06.04.2018 - 01:30 | Son Güncellenme:
Seyfettin Ersöz / Ankara
Kadın Cinayetlerini Durduracağız Platformu’nun raporuna göre, kadına yönelik şiddet devam ediyor. Ocakta 28, şubatta 47, martta 25 olmak üzere bu yılın ilk üç ayında 100 kadın öldürüldü. Mart ayında daha az cinayet işlenmesinin nedeni, kadınların 8 Mart Dünya Kadınlar Günü’nde meydanları doldurmasına, şiddetin durdurulması için yapılan çalışmalara ve şiddetin kınanmasıyla açıklandı. Martta kadın cinayetinin en çok işlendiği iller sırasıyla; İstanbul (6), Antalya (3), Ankara (2) oldu.

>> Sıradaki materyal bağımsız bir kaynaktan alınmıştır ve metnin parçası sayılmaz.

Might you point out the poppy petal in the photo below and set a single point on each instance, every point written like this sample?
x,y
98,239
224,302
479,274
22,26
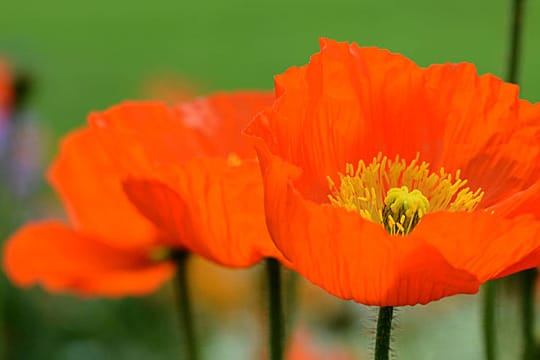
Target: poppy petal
x,y
481,243
353,258
62,259
222,116
214,208
89,184
138,135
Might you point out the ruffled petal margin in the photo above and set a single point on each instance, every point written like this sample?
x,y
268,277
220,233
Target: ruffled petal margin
x,y
214,208
447,254
61,259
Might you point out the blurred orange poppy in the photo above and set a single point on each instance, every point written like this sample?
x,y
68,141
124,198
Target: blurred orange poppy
x,y
392,184
114,248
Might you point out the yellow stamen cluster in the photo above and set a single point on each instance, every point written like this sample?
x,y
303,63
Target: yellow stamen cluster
x,y
379,192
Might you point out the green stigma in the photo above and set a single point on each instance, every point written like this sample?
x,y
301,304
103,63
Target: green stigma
x,y
403,210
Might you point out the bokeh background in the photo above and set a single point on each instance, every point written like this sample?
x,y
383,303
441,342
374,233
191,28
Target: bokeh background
x,y
84,56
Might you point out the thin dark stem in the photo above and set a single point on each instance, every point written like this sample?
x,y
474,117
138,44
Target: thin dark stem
x,y
184,308
528,277
527,313
384,328
488,319
515,41
275,310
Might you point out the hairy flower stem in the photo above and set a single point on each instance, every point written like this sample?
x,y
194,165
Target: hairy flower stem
x,y
528,278
275,310
184,307
488,319
384,328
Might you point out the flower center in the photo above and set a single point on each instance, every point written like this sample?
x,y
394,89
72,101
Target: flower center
x,y
397,195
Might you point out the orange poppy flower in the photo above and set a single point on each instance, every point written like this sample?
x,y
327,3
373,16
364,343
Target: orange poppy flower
x,y
111,248
392,184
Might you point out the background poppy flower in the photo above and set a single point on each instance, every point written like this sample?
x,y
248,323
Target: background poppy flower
x,y
111,248
480,146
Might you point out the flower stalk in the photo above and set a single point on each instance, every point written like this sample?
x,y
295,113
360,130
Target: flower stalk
x,y
384,328
275,310
488,319
528,278
183,299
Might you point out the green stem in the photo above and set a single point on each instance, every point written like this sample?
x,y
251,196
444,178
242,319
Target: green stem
x,y
384,328
488,319
184,307
275,310
527,313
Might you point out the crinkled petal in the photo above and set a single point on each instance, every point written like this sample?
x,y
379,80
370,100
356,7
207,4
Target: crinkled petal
x,y
89,184
350,103
353,258
61,259
139,135
222,116
215,209
481,243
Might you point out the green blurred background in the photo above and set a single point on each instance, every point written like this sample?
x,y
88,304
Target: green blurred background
x,y
86,56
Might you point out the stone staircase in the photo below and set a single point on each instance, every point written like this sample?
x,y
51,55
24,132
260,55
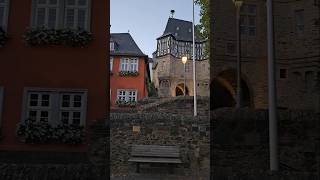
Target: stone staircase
x,y
177,105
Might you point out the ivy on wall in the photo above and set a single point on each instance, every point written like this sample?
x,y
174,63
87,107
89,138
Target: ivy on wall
x,y
3,37
67,37
128,73
123,103
34,132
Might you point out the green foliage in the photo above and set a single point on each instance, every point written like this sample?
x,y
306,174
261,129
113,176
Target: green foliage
x,y
3,37
152,92
128,73
123,103
203,29
34,132
67,37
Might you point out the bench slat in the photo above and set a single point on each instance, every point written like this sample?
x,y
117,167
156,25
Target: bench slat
x,y
155,160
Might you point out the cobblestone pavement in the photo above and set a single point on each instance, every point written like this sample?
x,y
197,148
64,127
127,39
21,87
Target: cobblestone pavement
x,y
160,173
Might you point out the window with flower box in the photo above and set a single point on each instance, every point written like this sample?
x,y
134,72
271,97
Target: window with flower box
x,y
129,64
58,14
248,13
71,109
55,106
127,95
4,12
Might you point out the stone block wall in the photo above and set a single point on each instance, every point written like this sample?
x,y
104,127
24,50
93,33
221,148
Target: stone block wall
x,y
241,144
159,129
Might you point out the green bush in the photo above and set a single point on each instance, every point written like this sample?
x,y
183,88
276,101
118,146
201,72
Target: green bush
x,y
128,73
123,103
68,37
34,132
3,37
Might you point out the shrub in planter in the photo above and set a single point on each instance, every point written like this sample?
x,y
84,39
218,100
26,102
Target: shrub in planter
x,y
128,73
123,103
31,131
68,37
3,37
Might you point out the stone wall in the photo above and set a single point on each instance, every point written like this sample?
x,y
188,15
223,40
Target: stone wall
x,y
240,144
159,129
296,53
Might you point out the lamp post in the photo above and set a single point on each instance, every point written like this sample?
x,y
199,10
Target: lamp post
x,y
194,65
184,61
238,4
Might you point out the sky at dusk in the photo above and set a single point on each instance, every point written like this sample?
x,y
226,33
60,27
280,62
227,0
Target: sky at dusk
x,y
146,19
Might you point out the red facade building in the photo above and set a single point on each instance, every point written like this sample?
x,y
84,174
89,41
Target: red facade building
x,y
129,71
52,71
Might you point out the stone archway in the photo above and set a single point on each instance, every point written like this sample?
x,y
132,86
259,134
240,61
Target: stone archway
x,y
223,91
179,90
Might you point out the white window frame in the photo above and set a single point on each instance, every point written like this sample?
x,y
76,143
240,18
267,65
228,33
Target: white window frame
x,y
111,46
111,64
1,102
39,108
61,14
47,6
76,7
5,17
126,64
55,109
126,96
246,15
299,26
72,109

Kadınlara ve çocuklara saldırılar sürerken, nefret suçları da devam ediyor. İstanbul’da bir otelde İranlı trans bir kadın da katledildi.
Yüzde 40’ı silahla...
Rapora göre bireysel silahlanma, kadın cinayetlerindeki artışı etkiledi. Martta kadınların yüzde 40’ı erkekler tarafından ateşli silahla öldürüldü. Ölümü aydınlatılmayan onlarca kadın cinayeti olduğuna dikkat çekilen raporda, “Mart ayındaki 25 kadın cinayetinin 11’i şüpheli ölüm” denildi.

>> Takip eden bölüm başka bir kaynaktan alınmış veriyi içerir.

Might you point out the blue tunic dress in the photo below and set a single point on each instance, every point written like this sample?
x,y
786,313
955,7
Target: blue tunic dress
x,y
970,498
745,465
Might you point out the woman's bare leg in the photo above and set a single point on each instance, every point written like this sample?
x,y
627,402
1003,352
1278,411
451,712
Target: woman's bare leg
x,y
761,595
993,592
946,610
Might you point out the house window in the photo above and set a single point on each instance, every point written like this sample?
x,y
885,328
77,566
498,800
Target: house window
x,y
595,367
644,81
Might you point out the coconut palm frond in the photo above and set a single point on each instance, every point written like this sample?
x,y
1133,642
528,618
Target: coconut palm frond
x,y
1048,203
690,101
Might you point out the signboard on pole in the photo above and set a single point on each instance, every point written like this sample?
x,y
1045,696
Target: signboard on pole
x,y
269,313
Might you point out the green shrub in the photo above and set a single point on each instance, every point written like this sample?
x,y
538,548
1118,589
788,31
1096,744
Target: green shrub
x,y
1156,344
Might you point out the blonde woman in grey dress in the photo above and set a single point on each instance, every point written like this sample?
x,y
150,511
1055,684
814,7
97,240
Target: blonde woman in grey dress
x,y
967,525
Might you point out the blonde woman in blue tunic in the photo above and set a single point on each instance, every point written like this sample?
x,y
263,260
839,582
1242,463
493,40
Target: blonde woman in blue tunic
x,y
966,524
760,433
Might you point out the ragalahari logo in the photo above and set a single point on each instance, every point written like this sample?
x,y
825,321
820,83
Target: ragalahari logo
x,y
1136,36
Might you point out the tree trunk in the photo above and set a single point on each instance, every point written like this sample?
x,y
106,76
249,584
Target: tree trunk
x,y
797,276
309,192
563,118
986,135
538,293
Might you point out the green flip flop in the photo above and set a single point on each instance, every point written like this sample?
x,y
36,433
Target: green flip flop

Mart ayında 28 kadına cinsel şiddet uygulandı. Kadınların 15’i tanımadığı erkeklerin şiddetine uğrarken, dördü akrabasının, biri eskiden birlikte olduğu erkeğin, biri patronunun, biri ise öğretmeninin şiddetine maruz kaldı. 269 çocuk da cinsel istismara uğradı.
Yüzde 20’si eş cinayeti
Kadın cinayetlerinde faillerin yüzde 44’ü tespit edilemezken, yüzde 24’ü tanıdık erkekler, yüzde 20’si ise eşi tarafından öldürüldü. Mart ayında öldürülen kadınların yüzde 92’sinin koruma kararının olup olmadığı tespit edilemezken; yüzde 4’ünün uzaklaştırma kararı var, yüzde 4’ünün boşandığı biliniyor.
‘6284 uygulanırsa koruma sağlanır’
Raporda şu ifadelere yer verildi:”Şiddet uygulayanlara uzaklaştırma gibi birçok yaptırımı düzenleyen; kadınlara maddi yardımdan kimlik değiştirmeye birçok hak tanıyan ve kadın örgütlerinin yıllarca süren mücadelesiyle yürürlüğe giren 6284 sayılı kanun etkin uygulandığı takdirde kadınları koruyor. 6284 sayılı ‘Koruma Kanunu’ etkin uygulansaydı 8 çocuk annesiz kalmayacaktı. Öldürülen kadınların yüzde 68’inin çocuğu olup olmadığı bilinmezken, yüzde 32’si anneydi.”